Welcome: IC ,Electronic components, sensors, integrated circuits, military chips, IC, XILINX, ACREL, AD, TI, LINE AR, IR, CCD, CMOS, VPT, VICOR,FPGA,欧盛电子,电子元器件
hkousheng@hotmail.com+8618291999556
Home     News       Russia Cyber Threat Overview and Advisor…

News

Russia Cyber Threat Overview and Advisories

This page provides an overview of the Cybersecurity and Infrastructure Security Agency’s (CISA's) assessment of the Russian government’s malicious cyber activities. The overview leverages publicly available, open-source intelligence and information regarding this threat. This page also includes a complete list of related CISA publications, many of which are jointly authored with other U.S. government agencies (Note: unless specifically stated, neither CISA nor the U.S. Government attributed specific activity described in the referenced sources to Russian government actors). Additionally, this page provides instructions on how to report related threat activity.

The Russian government engages in malicious cyber activities to enable broad-scope cyber espionage, to suppress certain social and political activity, to steal intellectual property, and to harm regional and international adversaries.[1] Recent Advisories published by CISA and other unclassified sources reveal that Russian state-sponsored threat actors are targeting the following industries and organizations in the United States and other Western nations: COVID-19 research, governments, election organizations, healthcare and pharmaceutical, defense, energy, video gaming, nuclear, commercial facilities, water, aviation, and critical manufacturing. The same reporting associated Russian actors with a range of high-profile malicious cyber activity, including the 2020 compromise of the SolarWinds software supply chain, the 2020 targeting of U.S. companies developing COVID-19 vaccines, the 2018 targeting of U.S industrial control system infrastructure, the 2017 NotPetya ransomware attack on organizations worldwide, and the 2016 leaks of documents stolen from the U.S. Democratic National Committee.

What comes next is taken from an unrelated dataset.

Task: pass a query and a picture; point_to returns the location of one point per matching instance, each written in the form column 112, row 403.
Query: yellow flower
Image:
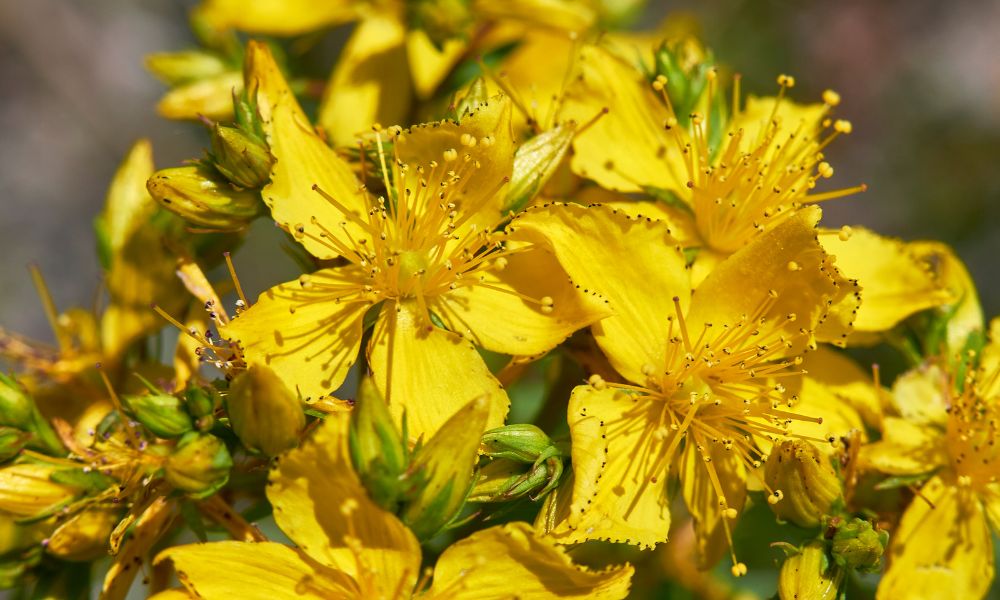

According to the U.S. Office of the Director of National Intelligence 2021 Annual Threat Assessment, "Russia continues to target critical infrastructure, including underwater cables and industrial control systems, in the United States and in allied and partner countries, as compromising such infrastructure improves—and in some cases can demonstrate—its ability to damage infrastructure during a crisis." The Assessment states that "Russia almost certainly considers cyber attacks an acceptable option to deter adversaries, control escalation, and prosecute conflicts."[2]

Latest U.S. Government Report on Russian Malicious Cyber Activity

On May 09, 2023, CISA and partners released a joint advisory for a sophisticated cyber espionage tool used by Russian cyber actors. Hunting Russian Intelligence “Snake” Malware provides technical descriptions of the malware’s host architecture and network communications, and mitigations to help detect and defend against this threat.

CISA urges organizations to review the advisory for more information and apply the recommended mitigations and detection guidance. For more information on FSB and Russian state-sponsored cyber activity, please see the joint advisory Russian State-Sponsored and Criminal Cyber Threats to Critical Infrastructure.

The Russian Malicious Cyber Activity section below lists all CISA Advisories, Alerts, and Malware Analysis Reports (MARs) on Russian malicious cyber activities. 

Russian Malicious Cyber Activity

Much of the information contained in the Advisories, Alerts, and MARs listed below is the result of analytic efforts between CISA, the U.S. Department of Defense (DoD), and the Federal Bureau of Investigation (FBI) to provide technical details on the tools and infrastructure used by Russian state-sponsored cyber actors. The publications below include descriptions of Russian malicious cyber activity, technical details, and recommended mitigations. Users and administrators should flag activity associated with the information in the products listed in table 1 below, report the activity to CISA or FBI Cyber Watch (CyWatch), and give the activity the highest priority for enhanced mitigation.